Physische Umwelteinflüsse sind Stoffe, Reize und Kräfte„ die vom Psychologen und Farbenspezialisten Kurt Görsdorf ("Arbeitsfreude - Leistungsanstieg", 1958; "Arbeitsumweltgestaltung", 1962) in den Kapiteln "Die optischen Erscheinungen", "Wärme", "Der Schall und die Materialien", "Die Gegenständlichkeit", "Die Zuständlichkeit", "Beweglichkeit und Gespanntheit" untersucht werden.

 

Hernach rückt er den Menschen als Empfindungswesen ins Zentrum und kommt zum Schluss:

"Das Ziel der konkreten Umweltgestaltung kann es daher nur sein, die physikalische Umgebung unter bewusster Einbeziehung der leiblichen Funktionen auf die Empfindungswirklichkeit abzustimmen."

 

Empfindungen nun sind "psycho-physische Regulatoren" die "neben dem Nerven-, Kreislauf- Stoffwechsel-, Muskel-, Drüsen- und Sinnessystem als Habitus unsichtbar den Menschen" umkleiden und damit die Brücke zwischen Körperlichem und Seelischem schlagen. Anlässe zur Empfindungsregung können Umweltreize (Sinnesempfindungen), Körperreize (eigenkörperliche Empfindungen) sowie Triebe, Strebungen und Gemütsbewegungen (Zentralempfindungen) sein.

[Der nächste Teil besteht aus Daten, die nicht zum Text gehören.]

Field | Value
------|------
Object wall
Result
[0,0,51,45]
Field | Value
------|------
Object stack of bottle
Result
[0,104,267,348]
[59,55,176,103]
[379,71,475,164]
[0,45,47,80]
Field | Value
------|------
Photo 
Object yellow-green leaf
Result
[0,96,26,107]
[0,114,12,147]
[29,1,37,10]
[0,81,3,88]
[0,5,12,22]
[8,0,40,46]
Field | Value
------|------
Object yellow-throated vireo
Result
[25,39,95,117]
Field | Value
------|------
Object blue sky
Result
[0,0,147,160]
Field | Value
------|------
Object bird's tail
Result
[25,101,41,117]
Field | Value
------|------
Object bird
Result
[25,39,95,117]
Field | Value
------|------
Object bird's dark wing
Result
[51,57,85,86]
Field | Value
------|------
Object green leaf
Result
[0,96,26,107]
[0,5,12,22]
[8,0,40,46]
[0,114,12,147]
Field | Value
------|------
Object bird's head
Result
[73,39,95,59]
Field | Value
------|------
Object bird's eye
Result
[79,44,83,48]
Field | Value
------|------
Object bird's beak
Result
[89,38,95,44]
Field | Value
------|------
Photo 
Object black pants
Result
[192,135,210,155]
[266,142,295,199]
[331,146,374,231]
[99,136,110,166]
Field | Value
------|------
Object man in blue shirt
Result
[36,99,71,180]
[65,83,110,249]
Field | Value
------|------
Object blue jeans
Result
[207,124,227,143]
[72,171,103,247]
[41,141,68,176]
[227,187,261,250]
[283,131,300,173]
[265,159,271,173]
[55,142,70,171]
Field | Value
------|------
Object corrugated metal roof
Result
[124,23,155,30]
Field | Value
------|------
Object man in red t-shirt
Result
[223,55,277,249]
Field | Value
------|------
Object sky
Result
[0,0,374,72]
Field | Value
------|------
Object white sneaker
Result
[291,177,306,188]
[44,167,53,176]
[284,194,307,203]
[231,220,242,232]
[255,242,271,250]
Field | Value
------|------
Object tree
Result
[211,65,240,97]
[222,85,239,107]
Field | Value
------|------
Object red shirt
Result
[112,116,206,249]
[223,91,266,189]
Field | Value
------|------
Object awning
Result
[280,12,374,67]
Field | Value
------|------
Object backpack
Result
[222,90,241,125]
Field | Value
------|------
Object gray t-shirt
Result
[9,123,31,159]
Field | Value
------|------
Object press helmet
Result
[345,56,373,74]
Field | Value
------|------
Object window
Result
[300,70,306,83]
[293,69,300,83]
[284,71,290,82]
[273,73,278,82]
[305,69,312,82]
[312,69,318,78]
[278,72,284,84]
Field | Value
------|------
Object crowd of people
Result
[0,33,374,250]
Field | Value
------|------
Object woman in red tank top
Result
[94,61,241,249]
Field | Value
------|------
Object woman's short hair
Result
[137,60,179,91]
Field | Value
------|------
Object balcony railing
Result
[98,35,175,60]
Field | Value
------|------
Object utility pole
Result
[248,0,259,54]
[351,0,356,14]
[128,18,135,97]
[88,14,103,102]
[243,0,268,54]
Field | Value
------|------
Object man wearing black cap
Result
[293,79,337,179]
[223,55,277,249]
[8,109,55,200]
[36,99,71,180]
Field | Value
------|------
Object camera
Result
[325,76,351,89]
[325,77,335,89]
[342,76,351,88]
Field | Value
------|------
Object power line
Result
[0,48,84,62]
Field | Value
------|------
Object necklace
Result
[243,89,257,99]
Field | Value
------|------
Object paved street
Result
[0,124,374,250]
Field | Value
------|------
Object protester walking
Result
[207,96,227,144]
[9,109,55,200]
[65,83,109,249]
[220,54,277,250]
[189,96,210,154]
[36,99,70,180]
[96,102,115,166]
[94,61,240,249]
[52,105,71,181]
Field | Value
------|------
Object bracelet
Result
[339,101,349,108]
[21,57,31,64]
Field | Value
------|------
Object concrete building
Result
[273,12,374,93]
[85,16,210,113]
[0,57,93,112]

Werden Gedanken, Gefühle und Willensregungen von Empfindungen begleitet, spricht man von psychischen Empfindungen; werden Anregungen von Mitmenschen empfangen, kann man von mitmenschlichen Empfindungen sprechen.

 

Weitere Kapitel dieses ungemein dichten und eigenwilligen Buches befassen sich mit der sozialen Rolle, der Ambivalenz der Empfindungen, den Synästhesien und der Prägnanz, sodann mit den acht Komponenten und vier Varianten der Empfindungen. Den Kapiteln über abstrakte und konkrete Gestaltung sowie bio- und ethnozentrische Umweltbereiche schliessen sich vier Kapitel "Anwendungsbeispiele" an, und zwar betreffen sie Produkte, Grosstädte, Altenheime und Büros.

 

Görsdorf hat in 20 Jahren ein-reichhaltiges Material zusammengetragen, das er mit vielen Schemata in eine Ordnung überzuführen trachtet. Ob es ihm gelungen ist, müsste ein minutiöses Studium seines Buches erweisen. Dessen „Aufforderungscharakter" regt leider nicht dazu an. Sicher ermangelt es nicht nur begrifflicher Klarheit; vielleicht fehlen auch tiefe Durchdringung dieser so überaus komplexen Materie, vielleicht auch die Berücksichtigung der neuesten. Entwicklungen und Zeiterscheinungen.